De lo que sí quiero hablar, ni que sea brevemente, es del ataque de pánico que sufrieron el viernes pasado los trabajadores de TV3 cuando se cortó la emisión durante 10 minutos por culpa de una avería. Dentro y fuera de la redacción todos pensaron que la trastada era en realidad un avance de lo que tenía que venir con el 155 de los huevos: el control del gobierno Rajoy de la radio y la televisión públicas catalanas para acabar con tanto adoctrinamiento sardanista. Le tienen ganas a teleteresines y, como los del PP son unos demócratas sin complejos, estoy segura que no tendrán bastante con la cabeza de Vicent Sanchis. Y es que cuando empiezas a trinchar nunca le ves el final.

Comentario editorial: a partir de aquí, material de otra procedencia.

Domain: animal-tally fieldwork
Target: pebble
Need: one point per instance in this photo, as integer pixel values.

Se habla mucho estos días de la nueva versión de Sleepy Hollow que los guionistas de Mariano Rajoy preparan para los medios de la Corporación Catalana de Medios Audiovisuales. De lo que no se habla tanto es del futuro incierto de los medios de comunicación privados que viven de la teta de la Generalitat a cambio de adoctrinar a la opinión pública catalana, siempre tan ignorante y mentalmente inestable. La intervención de las cuentas del gobierno catalán por parte del ministerio de Hacienda no sólo afectará a las partidas del 2017 que estaban pendientes de pagar. También podría dejar en el aire las subvenciones del 2018 sin las que muchos diarios digitales y de papel no pueden sobrevivir. Vivimos días aciagos. Suerte que siempre nos queda Perpiñán.